Ленетта самый восхитительный и правдивый женский образ Жан-Поля, милая, скромная, ограниченная, хозяйственная, работящая, идеальное порождение мелкобуржуазного воспитания, согласно которому нарушить безупречные бюргерские обычаи страшнее, чем быть бедным. Ленетта лишена зибенкезовской гордости, для нее эта гордость — признак асоциальности и кощунства. Натали, характеристика которой сводится к черной вуали и чувствительно-философским высказываниям, получилась чересчур схематичной, чтобы в ней можно было ощутить эту гордость; но она полагается ей по воле автора.
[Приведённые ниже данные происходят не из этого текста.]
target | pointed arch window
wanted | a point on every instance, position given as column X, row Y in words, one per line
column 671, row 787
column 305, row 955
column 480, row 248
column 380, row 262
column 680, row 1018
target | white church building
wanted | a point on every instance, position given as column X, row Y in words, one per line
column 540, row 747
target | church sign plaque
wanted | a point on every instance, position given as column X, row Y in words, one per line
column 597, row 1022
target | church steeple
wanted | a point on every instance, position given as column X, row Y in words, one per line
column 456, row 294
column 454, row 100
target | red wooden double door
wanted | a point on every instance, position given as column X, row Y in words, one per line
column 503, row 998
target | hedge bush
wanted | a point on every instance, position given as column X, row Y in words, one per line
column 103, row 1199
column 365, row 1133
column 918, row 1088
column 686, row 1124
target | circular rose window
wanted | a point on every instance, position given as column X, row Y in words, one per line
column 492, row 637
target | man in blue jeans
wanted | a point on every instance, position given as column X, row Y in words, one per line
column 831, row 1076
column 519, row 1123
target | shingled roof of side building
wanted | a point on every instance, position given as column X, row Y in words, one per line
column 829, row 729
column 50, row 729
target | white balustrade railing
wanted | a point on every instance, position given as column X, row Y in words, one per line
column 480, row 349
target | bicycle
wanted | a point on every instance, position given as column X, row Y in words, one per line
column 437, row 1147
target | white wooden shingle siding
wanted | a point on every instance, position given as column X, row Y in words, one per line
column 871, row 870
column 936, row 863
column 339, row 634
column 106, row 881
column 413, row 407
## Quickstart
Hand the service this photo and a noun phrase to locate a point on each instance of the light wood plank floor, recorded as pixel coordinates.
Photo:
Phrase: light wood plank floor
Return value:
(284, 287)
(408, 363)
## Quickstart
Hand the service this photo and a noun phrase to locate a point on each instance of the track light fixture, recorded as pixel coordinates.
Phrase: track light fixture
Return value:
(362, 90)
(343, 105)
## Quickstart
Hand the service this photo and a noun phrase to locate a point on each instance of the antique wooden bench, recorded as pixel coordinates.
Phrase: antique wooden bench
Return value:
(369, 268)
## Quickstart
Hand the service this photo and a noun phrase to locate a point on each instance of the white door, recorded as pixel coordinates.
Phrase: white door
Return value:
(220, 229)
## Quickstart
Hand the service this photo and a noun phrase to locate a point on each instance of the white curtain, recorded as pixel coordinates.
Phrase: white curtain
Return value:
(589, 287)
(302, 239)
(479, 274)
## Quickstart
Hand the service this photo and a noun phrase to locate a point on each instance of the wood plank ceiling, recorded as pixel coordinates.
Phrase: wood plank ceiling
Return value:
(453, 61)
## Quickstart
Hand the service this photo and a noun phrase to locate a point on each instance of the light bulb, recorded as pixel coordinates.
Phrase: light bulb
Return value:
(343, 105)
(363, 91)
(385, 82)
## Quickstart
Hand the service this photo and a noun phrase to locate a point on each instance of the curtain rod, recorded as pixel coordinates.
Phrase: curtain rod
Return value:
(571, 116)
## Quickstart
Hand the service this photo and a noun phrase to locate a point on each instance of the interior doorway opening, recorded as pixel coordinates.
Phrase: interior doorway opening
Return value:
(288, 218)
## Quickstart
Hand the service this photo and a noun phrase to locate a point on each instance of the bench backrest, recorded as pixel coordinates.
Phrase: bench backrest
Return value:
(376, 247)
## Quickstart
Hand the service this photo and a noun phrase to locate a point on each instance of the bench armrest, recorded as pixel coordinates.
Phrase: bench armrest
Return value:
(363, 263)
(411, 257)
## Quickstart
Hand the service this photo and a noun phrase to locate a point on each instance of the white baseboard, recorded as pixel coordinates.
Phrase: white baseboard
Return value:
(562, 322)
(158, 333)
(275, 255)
Однако с наибольшей гордостью в романе поднимает свою голову, причем не только над своим социальным положением, но и над идеологией своего времени, Лейбгебер — друг, вольнодумец чистейшей воды, бродяга, без корней, не связанный никакими обязательствами ни с одним человеком, ни с одной страной, ни с одной религией, циник, или, как его называет Жан-Поль, юморист, прячущий под панцирем холодности уязвимейшую чувствительность.